Convém enquadrar que Sunak e a mulher, Akshata Murthy, valem juntos, estimou em maio o Sunday Times, qualquer coisa como 730 milhões de libras (872 milhões de euros), quando conjugadas ambas as fortunas. E que se uns censuram os gostos dispendiosos outros interrogam-se: até que ponto deve um privilegiado esconder o seu privilégio? Será que a bijutaria barata faz mais por um candidato que umas solas de luxo? É possível apurar vencedores claros desta luta? “Rishi Sunak é um homem muito rico. Não é surpresa que ande por aí a comprar roupas caras em vez de procurar pechinchas em lojas de caridade. Deixem-me lembrar-vos: podia gastar muito mais do que 3.500 libras num fato por medida. As roupas chiques da Huntsman ou Kilgour podem ascender aos cinco dígitos.”, nota um antigo oficial da Câmara de Comuns.
Numa era em que muitos lares europeus têm pela frente decisões difíceis, o The Telegraph ensaia algumas dicas de modéstia para Sunak e, porque não, de coolness, como aparecer mais vezes em mangas de camisa, como Barack Obama tão bem protagonizava. “Não cai bem com esta crise no custo de vida, com as pessoas a terem de escolher entre aquecimento ou alimento. Ele pode ter que recorrer a fatos por medida para se ajustar à sua estrutura, mas há formas mais acessíveis de o fazer. Tente a Burtons, a Reiss ou a Ted Baker.” Nem só de Prada vive o político que confia nos ténis Common Projects (sempre na ordem das centenas), nos chinelos Palm Angels, na garrafa térmica inteligente de 180 libras, no exercício matinal na Peloton, e que continua a gastar 13 mil libras (16 mil euros) por ano para aquecer a sua piscina.

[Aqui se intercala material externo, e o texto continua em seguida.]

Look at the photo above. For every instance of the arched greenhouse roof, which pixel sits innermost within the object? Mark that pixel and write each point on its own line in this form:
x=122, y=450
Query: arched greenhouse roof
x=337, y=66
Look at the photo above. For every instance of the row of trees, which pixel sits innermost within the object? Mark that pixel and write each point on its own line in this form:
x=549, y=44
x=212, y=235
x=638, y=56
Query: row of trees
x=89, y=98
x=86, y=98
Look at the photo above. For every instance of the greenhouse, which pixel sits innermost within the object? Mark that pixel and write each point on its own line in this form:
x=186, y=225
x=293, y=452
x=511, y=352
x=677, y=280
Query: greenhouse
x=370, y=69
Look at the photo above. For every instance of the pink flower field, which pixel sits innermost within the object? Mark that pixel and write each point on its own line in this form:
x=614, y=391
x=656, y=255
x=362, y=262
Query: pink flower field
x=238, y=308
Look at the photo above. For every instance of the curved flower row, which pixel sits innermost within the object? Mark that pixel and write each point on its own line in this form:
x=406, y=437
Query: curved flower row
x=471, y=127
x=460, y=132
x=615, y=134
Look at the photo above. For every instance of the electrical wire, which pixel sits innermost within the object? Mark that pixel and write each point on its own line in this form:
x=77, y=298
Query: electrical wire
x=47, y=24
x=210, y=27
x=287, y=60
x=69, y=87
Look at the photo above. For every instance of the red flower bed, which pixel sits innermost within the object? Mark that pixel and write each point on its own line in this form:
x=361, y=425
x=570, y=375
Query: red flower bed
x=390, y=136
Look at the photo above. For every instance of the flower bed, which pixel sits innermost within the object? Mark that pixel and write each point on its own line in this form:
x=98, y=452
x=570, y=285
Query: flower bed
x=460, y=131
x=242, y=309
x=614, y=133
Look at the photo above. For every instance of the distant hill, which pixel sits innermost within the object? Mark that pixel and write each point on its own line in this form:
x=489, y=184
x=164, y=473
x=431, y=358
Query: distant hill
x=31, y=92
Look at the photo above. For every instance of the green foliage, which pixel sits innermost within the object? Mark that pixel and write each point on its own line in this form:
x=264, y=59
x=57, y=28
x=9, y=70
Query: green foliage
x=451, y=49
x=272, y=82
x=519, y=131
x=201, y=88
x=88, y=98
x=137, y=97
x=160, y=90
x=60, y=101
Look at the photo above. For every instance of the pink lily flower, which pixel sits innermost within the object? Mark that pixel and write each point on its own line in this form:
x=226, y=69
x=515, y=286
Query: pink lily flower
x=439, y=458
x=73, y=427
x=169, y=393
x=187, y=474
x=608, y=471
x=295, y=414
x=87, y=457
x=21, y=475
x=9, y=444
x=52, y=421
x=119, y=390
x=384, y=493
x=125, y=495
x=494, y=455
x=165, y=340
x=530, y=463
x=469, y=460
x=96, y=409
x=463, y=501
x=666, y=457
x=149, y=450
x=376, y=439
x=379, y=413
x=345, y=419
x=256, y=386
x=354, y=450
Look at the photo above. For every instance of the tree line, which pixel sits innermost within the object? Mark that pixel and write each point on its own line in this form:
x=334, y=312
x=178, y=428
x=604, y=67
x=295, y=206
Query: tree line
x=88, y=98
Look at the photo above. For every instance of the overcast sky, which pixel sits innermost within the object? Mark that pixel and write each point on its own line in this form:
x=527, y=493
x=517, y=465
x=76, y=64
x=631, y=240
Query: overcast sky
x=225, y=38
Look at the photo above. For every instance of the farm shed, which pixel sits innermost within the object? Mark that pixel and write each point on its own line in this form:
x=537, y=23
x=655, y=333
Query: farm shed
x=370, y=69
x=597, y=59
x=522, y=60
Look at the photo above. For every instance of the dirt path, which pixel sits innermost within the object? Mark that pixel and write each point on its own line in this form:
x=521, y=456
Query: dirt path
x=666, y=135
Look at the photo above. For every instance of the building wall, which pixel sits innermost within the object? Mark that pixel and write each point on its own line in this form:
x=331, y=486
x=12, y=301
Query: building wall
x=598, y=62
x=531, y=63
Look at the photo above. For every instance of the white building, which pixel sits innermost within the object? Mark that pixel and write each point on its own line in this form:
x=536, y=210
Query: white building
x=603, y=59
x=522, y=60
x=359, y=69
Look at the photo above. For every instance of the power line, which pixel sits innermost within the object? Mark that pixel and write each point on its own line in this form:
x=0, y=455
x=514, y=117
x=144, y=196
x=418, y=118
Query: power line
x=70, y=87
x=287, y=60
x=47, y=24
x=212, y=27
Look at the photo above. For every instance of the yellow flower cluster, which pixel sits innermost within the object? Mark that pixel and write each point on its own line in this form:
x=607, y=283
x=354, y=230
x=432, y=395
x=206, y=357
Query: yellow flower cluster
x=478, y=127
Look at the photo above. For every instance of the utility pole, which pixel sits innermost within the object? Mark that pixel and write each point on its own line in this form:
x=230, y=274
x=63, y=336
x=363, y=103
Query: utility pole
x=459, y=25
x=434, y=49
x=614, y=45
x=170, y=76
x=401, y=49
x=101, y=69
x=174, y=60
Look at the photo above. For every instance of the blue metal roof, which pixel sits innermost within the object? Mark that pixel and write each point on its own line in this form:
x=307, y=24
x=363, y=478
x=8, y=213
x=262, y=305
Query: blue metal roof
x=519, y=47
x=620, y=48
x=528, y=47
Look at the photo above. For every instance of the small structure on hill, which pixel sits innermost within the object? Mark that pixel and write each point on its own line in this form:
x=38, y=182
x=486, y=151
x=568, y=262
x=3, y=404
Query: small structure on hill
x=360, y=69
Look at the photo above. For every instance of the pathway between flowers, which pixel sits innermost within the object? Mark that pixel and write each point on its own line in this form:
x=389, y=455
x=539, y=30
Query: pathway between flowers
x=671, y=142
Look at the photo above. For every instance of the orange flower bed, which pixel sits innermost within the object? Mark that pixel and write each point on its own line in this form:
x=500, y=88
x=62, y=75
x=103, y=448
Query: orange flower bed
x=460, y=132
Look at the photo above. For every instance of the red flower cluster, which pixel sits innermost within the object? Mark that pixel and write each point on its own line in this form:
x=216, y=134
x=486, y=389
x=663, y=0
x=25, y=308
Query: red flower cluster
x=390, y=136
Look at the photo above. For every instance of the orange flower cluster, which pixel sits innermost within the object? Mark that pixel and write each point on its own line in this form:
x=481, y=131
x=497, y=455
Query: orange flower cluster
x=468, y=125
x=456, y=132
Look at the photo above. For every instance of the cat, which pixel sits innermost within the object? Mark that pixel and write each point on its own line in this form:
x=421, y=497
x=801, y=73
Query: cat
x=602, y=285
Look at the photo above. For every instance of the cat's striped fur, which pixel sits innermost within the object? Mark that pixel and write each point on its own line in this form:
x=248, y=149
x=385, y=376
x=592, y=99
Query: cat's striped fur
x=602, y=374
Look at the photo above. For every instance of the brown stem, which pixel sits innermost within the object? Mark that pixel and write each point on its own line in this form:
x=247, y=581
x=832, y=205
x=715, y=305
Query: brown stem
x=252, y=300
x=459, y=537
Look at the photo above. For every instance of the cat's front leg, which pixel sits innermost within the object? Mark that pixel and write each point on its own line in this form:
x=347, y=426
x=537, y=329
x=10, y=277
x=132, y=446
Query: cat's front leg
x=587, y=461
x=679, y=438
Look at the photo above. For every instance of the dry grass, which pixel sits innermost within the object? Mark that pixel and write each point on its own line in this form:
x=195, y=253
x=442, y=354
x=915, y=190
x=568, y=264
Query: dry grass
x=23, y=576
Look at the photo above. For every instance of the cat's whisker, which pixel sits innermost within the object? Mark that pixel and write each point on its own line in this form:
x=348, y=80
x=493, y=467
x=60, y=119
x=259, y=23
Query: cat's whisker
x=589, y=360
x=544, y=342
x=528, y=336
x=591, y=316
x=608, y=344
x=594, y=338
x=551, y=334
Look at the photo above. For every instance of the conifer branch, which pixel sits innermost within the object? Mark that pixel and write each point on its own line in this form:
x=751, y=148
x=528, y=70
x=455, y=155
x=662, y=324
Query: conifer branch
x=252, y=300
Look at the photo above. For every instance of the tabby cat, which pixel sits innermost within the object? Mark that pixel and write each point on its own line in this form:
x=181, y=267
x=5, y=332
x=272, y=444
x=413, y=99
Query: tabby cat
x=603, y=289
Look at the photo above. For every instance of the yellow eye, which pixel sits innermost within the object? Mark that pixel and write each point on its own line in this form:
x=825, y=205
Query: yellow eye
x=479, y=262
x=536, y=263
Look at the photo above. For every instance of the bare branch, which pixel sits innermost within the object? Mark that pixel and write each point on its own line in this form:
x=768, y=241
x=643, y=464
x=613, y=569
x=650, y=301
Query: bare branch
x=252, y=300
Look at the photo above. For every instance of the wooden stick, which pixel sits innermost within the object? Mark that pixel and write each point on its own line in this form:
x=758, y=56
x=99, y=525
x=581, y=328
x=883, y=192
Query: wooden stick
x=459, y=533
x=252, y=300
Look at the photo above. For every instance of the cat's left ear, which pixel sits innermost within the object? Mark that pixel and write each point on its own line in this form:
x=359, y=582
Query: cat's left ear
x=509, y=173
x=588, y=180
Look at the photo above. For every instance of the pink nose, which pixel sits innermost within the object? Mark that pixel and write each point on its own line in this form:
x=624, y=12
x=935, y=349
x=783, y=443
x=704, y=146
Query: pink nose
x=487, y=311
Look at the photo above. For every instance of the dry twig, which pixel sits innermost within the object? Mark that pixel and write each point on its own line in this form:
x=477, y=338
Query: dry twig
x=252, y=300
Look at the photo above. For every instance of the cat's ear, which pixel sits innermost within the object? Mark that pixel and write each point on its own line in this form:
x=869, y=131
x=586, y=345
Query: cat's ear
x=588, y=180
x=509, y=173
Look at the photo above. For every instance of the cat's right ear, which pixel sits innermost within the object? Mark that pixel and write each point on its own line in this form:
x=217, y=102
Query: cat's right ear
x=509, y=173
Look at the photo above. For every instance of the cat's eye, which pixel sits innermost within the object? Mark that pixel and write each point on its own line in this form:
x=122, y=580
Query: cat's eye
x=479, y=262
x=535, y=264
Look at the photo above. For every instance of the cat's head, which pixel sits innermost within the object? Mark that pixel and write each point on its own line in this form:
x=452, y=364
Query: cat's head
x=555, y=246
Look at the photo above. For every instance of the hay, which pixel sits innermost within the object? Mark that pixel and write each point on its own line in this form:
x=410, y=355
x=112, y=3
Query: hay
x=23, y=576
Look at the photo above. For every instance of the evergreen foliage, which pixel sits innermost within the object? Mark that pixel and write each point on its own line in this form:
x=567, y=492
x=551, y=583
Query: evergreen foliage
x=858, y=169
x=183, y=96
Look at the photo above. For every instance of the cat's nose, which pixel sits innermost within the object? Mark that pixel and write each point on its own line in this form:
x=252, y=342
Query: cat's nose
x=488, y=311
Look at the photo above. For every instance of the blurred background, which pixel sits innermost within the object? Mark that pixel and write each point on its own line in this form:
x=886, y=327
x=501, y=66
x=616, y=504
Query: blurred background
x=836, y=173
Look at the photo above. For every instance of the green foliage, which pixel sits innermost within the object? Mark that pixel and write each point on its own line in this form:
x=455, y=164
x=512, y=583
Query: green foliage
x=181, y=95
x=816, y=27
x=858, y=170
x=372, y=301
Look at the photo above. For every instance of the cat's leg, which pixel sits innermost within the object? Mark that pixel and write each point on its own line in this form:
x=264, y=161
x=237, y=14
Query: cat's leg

“Casados desde 2009, Rishi e a mulher possuem uma série de propriedades de luxo no valor estimado de 15 milhões de libras, de uma cobertura no Pacífico em frente a um enclave de celebridades em Santa Monica, até uma mansão em North Yorkshire. Em Londres, possuem duas propriedades, incluindo uma casa de cinco quartos em Kensington e um apartamento pied-à-terre na Old Brompton Road, em South Kensington.”, resume o Evening Standard.
O consenso nesta matéria é improvável. Por mais que o recato seja um caminho seguro, um ícone de estilo é sempre um ícone de estilo. Um hoodie cinzento com capuz sobre camisa e gravata? Check. E, já agora, o hoodie é de caxemira? Em março de 2020, com a pandemia lá fora, Sunak liderava aquilo que entretanto foi cunhado como estilo “chancellor chic”, numa referência ao look descontraído que mostrava aos seguidores enquanto trabalhava a partir de casa.
Working from home and wishing @BorisJohnson and @MattHancock a speedy recovery. #StayHomeSaveLives pic.twitter.com/i3WuABOE4p
— Rishi Sunak (@RishiSunak) March 27, 2020
Em novembro daquele ano, para o Standard, Chloe Street dissecava o “guarda-roupa vencedor” de Rishi Sunak, um “exercício confiante” de afirmação permanente, sublinhando as inevitáveis leituras. “Importa se um político está bem vestido? Não, no sentido de que um político mal vestido pode fazer um bom trabalho, não importa. No entanto, os fatos poderosos de Margaret Thatcher, o casaco verde de Michael Foot, o boné de Jeremy Corbyn e os kitten heels de leopardo de Theresa May são a prova de que notamos se nossos líderes políticos sabem manejar um guarda-roupa. E Sunak está excecionalmente bem vestido.”, sentencia.